Racing For The Gold
The race started with a small gap between two frontrunners. By the fifth lap of the 5,000-meter race, the gap had closed. A couple of minutes later, Colleen Bryant made her move and went flying past her competitor, ready to tackle the six remaining laps and greet the Special Olympics USA Games gold medal that was waiting for her at the finish.
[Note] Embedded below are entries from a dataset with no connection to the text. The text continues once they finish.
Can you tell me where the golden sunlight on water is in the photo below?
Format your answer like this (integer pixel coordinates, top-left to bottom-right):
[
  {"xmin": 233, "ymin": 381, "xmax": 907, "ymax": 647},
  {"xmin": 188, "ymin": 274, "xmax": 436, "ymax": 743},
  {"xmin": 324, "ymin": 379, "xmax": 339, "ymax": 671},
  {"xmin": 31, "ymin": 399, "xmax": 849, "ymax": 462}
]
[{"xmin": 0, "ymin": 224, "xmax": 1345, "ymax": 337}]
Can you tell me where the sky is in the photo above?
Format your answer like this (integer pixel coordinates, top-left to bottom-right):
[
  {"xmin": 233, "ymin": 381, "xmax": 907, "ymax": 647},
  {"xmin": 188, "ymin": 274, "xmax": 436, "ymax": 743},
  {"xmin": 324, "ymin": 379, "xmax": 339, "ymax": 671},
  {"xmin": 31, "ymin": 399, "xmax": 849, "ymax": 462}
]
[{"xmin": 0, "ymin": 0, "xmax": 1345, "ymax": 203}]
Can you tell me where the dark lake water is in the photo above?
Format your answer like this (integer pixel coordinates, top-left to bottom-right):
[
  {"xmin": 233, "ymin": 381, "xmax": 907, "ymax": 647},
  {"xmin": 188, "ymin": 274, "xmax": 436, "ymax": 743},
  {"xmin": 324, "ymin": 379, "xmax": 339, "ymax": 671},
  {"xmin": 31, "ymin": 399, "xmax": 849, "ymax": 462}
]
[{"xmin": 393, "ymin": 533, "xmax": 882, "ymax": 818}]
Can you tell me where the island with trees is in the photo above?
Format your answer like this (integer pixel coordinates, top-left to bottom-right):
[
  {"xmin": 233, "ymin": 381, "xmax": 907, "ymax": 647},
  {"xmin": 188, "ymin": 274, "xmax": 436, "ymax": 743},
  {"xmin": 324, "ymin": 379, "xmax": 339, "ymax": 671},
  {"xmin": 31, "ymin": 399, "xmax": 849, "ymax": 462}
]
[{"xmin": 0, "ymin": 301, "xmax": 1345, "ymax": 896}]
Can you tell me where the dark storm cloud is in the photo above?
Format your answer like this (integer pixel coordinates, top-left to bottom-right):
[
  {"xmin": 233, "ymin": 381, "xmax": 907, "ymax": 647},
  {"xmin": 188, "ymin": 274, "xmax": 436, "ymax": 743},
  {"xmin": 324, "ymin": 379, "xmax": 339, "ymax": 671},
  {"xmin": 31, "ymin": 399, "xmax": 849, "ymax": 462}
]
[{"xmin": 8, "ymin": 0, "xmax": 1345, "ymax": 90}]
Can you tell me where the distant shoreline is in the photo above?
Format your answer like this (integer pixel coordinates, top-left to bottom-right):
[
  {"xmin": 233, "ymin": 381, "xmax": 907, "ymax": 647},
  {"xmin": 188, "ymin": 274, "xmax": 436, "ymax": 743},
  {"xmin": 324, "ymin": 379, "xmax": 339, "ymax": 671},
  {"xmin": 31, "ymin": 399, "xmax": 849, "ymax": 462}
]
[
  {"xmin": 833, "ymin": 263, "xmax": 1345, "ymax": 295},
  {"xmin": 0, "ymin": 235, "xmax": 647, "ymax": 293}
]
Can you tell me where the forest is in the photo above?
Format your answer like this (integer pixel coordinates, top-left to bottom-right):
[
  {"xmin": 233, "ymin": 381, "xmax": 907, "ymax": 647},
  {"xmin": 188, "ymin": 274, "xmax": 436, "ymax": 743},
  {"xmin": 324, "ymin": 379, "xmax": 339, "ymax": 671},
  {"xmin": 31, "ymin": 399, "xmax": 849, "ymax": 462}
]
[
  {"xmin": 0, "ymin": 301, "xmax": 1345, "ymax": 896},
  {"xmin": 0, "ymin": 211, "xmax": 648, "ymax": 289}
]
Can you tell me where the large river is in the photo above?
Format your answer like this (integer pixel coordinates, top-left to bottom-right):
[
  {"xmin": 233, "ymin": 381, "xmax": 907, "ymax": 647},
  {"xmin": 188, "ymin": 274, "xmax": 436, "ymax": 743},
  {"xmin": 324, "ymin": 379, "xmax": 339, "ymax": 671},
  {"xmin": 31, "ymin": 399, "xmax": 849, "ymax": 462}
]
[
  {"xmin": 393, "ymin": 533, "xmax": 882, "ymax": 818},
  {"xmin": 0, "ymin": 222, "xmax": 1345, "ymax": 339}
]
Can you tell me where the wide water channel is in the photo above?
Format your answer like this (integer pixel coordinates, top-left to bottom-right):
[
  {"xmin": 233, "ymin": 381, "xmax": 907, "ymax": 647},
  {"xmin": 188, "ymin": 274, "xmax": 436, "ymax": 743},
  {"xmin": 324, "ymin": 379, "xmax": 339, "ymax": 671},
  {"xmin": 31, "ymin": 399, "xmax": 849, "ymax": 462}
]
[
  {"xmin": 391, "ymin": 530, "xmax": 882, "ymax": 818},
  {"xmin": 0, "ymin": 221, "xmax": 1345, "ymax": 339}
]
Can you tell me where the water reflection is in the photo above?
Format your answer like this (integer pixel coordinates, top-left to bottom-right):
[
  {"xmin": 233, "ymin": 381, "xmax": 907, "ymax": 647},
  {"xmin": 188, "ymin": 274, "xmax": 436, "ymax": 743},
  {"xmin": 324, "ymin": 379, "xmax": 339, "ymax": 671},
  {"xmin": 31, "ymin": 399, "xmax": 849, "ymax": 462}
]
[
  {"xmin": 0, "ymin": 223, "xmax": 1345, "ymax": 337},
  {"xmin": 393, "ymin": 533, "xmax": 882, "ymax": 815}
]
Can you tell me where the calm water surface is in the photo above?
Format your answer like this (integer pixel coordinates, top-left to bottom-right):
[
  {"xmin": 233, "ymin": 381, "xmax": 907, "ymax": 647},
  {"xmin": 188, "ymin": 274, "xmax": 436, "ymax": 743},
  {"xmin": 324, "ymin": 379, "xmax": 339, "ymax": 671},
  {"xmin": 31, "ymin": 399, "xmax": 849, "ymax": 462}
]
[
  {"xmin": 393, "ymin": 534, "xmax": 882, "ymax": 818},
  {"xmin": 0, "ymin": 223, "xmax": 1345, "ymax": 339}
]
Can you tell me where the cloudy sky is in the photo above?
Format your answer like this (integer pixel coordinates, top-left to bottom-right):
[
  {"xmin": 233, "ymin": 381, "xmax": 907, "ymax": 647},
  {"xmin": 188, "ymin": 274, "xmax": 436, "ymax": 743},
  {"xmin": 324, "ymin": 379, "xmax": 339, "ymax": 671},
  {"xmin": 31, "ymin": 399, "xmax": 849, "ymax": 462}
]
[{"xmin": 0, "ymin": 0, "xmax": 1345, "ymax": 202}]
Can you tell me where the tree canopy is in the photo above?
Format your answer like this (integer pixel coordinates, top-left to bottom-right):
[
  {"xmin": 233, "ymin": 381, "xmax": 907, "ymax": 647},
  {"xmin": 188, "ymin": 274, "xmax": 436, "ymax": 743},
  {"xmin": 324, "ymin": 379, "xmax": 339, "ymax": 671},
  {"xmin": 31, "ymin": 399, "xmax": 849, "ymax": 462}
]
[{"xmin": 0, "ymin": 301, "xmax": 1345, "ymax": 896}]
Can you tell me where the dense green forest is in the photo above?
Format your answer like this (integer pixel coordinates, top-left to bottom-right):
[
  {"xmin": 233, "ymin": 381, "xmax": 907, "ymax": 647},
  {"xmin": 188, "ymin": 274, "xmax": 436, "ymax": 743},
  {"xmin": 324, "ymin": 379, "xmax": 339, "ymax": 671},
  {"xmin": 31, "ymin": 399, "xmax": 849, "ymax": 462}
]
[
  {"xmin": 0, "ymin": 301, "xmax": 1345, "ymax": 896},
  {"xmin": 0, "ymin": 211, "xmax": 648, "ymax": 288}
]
“I felt very good getting out there and crossing the finish line,” Bryant said after the race. “There are times when it’s tough and times when it’s easy. It depends on the day and the distance.”
Bryant didn’t always like to run. Diagnosed with autism at a young age, her athletic career started with avoiding gym class in middle school and morphed into participating in sprinting and field events for the Special Olympics team at her high school. It was a chance viewing of the Boston Marathon that really changed her perspective about running. “When I first watched a marathon, the Boston Marathon, on live TV, that’s when I decided I wanted to run a marathon and started running,” Bryant said. She began training with Coach Ed Haywood to prepare for the Seattle Rock ’n’ Roll Marathon in 2010 and went on to run seven additional marathons, shaving nearly an hour off her marathon time in the process to set a personal best of 3:31:55.
“When Colleen got going with the running, she was in sensory therapy, and running took over the place of sensory therapy,” said Bonnie Bryant-Moore, Bryant’s mother. “It made a huge difference in her life. She decided she wanted to run a marathon, she set it in her mind and she started just going for it.”
Fast forward to earlier this year, when Brooks Running signed on as a sponsor of the 2018 Special Olympics USA Games in Seattle, Wash., and was toying with the idea of sponsoring its own small team of athletes. Bryant’s was one of two names that consistently surfaced in discussions of potential sponsorships. (Read about Andy Bryant, Brooks’ other sponsored athlete who bears no relation to Colleen, here.) “Colleen has never lost in Washington. She’s up and coming,” said Steve DeKoker, sports marketing manager at Brooks Running. “As [we] saw today, she won pretty resoundingly.”
After announcing that they had signed Bryant earlier this year, Brooks invited her to train at altitude with the Brooks Beasts in Albuquerque, N.M. “It was like a big family,” Bryant said of training with the other athletes. “I felt part of it. They just help me get to the next level by pushing me and supporting me and telling me I can do it.”
“Our pro athletes came back and said they were so happy we brought Andy and Colleen to altitude camp, because they were really inspired by the two of them,” DeKoker said. “This is a bunch of people who are on the top of the world in what they do. They saw how hard Andy and Colleen work, and it challenged them to go out and give a little extra the next day. We all need a little of that.”
Bryant’s 5,000m race was one of the first track and field events held on July 2, the date that launched all competitions at this year’s Games. Though Bryant’s time of 21:59.91 didn’t earn her a PR, her dominating performance—during which she lapped both of her competitors—suggests that she’s in a good position to shoot for a PR in the 1,500m she’s scheduled to run tomorrow. It’s also great training for Bryant’s ninth marathon, which she’ll check off her list at the Victoria Marathon in British Columbia this October. In the years ahead, Bryant hopes to run the Boston Marathon and the New York City Marathon—in that order. But first, she has some specific time goals she wants to conquer. “My marathon training goal is to get underneath 3:30. And my 1500, I want to see if I can get five minutes,” Bryant said.
Bryant proves every single day that she’s a dedicated and talented athlete, something that races like her 5,000m at the Special Olympics USA Games reinforce. But Bryant is so much more than the times and distances she logs throughout her training and races. “I’m really energetic and friendly and a really good athlete,” Bryant said when asked what she wants the world to know about her. And running? “It’s something I’m always excited about.”